Ethne made no rejoinder. The decision had been taken out of her hands.

"You sent Harry away this afternoon," said Durrance. "You said good-bye to him twice."

At the "twice" Ethne raised her head, but before she could speak Durrance explained:-

"Once in the church, again upon your violin," and he took up the instrument from the chair on which she had laid it. "It has been a very good friend, your violin," he said. "A good friend to me, to us all. You will understand that, Ethne, very soon. I stood at the window while you played it. I had never heard anything in my life half so sad as your farewell to Harry Feversham, and yet it was nobly sad. It was true music, it did not complain." He laid the violin down upon the chair again.

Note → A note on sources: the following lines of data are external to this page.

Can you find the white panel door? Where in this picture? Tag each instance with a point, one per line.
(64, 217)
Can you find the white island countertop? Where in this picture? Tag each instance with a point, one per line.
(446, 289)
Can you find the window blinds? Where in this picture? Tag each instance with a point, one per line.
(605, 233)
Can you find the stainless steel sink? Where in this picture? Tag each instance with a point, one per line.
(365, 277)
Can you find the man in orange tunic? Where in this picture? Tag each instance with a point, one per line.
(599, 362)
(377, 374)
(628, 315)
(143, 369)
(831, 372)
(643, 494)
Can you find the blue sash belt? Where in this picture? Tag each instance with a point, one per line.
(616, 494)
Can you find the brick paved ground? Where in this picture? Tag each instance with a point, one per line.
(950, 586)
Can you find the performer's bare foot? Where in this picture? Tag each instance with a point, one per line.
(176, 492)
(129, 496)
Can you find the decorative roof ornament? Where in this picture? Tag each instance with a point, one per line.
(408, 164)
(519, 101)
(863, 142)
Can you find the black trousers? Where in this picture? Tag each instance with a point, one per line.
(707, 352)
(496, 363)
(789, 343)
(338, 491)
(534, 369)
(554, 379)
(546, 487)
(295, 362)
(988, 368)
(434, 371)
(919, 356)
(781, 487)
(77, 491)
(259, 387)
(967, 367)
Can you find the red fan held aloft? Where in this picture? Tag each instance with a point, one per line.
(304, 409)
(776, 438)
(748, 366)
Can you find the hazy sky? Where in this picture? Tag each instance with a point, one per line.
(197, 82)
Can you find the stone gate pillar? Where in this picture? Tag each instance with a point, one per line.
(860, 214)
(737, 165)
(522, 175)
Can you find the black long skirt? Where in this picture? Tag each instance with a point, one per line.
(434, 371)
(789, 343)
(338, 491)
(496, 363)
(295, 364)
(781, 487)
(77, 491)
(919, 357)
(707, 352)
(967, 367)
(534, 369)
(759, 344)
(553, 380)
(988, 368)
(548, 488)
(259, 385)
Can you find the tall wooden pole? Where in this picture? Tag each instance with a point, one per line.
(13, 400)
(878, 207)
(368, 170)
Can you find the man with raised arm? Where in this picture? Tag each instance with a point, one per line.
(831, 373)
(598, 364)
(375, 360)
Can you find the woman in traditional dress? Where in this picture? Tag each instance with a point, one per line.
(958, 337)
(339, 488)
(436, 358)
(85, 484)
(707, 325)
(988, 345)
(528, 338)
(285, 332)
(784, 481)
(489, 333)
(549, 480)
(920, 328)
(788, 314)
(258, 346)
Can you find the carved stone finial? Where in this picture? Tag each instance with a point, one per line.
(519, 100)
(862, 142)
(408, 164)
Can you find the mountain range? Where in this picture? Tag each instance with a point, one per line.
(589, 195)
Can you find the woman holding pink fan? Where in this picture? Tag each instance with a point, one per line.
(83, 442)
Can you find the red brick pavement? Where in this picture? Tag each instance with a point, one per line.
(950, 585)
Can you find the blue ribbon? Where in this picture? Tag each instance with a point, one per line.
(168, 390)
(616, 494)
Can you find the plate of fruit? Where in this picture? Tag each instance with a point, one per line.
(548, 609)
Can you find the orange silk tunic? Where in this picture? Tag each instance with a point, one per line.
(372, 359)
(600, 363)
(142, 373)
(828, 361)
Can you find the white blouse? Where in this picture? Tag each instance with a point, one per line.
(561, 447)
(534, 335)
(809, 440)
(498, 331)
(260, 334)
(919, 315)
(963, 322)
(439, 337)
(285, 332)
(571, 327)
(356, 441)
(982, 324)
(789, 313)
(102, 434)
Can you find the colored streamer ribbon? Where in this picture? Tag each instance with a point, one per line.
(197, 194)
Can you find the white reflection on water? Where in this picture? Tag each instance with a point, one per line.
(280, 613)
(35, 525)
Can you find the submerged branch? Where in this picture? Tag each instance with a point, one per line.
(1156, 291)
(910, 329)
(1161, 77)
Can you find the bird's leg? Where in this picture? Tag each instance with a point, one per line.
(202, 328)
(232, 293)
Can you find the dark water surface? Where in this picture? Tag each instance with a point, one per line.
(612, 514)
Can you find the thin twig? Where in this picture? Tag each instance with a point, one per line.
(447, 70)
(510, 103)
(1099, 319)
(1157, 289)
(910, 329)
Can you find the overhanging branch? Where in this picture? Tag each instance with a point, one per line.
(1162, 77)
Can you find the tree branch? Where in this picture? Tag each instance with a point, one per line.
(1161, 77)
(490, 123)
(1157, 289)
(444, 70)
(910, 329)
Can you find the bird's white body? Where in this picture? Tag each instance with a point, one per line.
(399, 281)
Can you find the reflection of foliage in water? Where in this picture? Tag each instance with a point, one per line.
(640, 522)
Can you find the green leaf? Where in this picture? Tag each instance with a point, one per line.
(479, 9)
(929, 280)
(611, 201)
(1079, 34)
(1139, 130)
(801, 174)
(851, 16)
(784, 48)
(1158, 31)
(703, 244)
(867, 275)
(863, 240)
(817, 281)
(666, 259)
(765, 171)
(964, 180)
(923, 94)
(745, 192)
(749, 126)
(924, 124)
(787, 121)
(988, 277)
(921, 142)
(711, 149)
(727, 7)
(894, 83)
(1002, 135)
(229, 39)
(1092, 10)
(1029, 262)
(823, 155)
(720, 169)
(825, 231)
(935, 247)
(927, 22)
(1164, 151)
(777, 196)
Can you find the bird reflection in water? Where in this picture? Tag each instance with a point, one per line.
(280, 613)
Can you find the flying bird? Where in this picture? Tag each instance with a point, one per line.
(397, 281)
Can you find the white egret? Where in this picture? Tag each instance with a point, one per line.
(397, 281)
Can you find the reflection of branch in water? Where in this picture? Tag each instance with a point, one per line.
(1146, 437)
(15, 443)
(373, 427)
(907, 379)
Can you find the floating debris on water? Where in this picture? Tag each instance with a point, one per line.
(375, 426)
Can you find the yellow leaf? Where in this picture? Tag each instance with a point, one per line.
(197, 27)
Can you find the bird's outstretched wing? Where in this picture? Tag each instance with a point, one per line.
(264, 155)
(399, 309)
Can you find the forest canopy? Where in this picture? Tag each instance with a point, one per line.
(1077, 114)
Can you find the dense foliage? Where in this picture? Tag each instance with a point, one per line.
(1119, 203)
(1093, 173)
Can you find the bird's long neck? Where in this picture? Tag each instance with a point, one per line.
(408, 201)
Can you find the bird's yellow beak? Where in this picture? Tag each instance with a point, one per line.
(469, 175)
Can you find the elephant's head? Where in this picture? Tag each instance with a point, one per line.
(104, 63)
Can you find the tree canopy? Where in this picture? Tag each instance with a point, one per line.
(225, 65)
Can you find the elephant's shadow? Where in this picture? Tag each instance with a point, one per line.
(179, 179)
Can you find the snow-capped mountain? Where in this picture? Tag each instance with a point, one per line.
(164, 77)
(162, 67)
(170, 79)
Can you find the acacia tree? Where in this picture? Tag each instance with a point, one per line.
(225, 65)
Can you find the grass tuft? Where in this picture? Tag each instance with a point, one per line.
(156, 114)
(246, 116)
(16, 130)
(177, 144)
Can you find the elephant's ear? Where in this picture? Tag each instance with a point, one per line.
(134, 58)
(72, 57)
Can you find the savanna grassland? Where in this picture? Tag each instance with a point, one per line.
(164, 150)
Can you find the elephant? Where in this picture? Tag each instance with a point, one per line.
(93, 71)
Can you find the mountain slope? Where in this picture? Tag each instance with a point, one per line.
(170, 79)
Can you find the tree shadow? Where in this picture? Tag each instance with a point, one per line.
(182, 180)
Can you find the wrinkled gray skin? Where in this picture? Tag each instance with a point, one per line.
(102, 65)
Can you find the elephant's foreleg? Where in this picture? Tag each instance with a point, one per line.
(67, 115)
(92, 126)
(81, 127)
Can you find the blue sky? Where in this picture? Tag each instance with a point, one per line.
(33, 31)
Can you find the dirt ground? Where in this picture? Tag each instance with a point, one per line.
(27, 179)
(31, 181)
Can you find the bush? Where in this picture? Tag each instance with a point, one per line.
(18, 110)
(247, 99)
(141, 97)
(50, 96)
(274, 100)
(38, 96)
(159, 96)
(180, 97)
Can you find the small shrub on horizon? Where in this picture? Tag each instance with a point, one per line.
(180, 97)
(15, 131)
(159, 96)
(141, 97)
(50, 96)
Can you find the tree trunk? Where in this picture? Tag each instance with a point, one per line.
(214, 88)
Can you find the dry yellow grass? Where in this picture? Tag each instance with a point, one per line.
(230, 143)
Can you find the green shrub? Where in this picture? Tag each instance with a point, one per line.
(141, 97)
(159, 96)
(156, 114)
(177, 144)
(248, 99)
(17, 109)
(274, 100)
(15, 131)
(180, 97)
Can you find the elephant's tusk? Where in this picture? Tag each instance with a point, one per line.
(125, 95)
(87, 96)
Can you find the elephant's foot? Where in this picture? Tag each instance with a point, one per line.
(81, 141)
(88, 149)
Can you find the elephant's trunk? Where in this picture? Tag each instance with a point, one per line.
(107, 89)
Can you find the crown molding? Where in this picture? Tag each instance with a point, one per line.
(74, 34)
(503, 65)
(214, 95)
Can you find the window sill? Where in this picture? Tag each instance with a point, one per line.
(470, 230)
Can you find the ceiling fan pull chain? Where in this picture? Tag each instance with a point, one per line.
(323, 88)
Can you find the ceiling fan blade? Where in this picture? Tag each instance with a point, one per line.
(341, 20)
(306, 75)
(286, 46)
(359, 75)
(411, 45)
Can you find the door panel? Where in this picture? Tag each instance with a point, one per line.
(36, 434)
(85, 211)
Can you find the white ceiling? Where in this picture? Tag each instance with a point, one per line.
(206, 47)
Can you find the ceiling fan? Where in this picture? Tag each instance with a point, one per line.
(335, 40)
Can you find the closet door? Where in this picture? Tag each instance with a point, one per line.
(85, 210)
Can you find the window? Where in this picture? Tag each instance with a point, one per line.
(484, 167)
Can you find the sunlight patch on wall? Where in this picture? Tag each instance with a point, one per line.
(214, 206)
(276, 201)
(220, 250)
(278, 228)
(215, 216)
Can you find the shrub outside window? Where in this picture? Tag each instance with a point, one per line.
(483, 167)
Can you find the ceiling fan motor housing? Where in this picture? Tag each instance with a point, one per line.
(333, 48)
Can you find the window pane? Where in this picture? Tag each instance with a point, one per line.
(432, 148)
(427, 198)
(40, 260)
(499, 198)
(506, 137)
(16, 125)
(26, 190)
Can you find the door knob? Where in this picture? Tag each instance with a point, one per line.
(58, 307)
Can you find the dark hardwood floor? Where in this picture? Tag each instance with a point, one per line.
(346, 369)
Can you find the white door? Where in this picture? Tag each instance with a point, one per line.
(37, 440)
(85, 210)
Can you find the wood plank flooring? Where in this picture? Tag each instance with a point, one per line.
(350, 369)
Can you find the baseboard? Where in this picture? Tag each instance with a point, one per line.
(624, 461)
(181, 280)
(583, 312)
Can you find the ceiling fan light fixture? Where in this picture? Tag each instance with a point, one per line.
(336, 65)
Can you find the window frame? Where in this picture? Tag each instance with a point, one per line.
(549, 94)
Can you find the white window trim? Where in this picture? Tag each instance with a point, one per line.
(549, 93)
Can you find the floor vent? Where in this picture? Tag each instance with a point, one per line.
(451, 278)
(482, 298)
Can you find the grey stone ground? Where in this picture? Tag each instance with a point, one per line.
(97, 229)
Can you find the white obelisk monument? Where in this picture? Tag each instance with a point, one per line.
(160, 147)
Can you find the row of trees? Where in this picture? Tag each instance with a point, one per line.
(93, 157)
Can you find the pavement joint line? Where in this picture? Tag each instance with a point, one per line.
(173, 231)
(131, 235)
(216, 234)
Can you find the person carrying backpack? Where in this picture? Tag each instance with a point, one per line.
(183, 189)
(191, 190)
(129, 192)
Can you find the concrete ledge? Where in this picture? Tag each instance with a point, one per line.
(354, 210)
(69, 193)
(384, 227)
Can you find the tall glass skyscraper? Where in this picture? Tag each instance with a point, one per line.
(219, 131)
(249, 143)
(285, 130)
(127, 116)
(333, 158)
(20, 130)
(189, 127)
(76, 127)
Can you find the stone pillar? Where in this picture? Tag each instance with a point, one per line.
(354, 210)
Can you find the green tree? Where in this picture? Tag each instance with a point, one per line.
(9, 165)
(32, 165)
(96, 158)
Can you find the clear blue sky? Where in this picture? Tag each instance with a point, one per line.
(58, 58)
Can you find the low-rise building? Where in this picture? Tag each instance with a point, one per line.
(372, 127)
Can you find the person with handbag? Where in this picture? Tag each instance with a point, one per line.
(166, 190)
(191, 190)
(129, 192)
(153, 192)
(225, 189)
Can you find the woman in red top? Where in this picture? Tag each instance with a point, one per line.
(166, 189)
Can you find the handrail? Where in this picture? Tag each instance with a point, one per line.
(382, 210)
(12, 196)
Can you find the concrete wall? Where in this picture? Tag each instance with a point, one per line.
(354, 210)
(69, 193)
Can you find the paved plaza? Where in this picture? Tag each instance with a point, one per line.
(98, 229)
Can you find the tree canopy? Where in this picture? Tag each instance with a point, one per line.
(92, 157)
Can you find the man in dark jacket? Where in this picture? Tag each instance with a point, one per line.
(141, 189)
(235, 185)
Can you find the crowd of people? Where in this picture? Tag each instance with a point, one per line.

"I am going to send a messenger to Rathmullen. Harry cannot cross Lough Swilly to-night. The messenger will bring him back to-morrow."

It had been a day of many emotions and surprises for Ethne. As Durrance bent down towards her, he became aware that she was crying silently. For once tears had their way with her. He took his cap and walked noiselessly to the door of the room. As he opened it, Ethne got up.

"Don't go for a moment," she said, and she left the fireplace and came to the centre of the room.

"The oculist at Wiesbaden?" she asked. "He gave you a hope?"

Durrance stood meditating whether he should lie or speak the truth.

"No," he said at length. "There is no hope. But I am not so helpless as at one time I was afraid that I should be. I can get about, can't I? Perhaps one of these days I shall go on a journey, one of the long journeys amongst the strange people in the East."

He went from the house upon his errand. He had learned his lesson a long time since, and the violin had taught it him. It had spoken again that afternoon, and though with a different voice, had offered to him the same message. The true music cannot complain.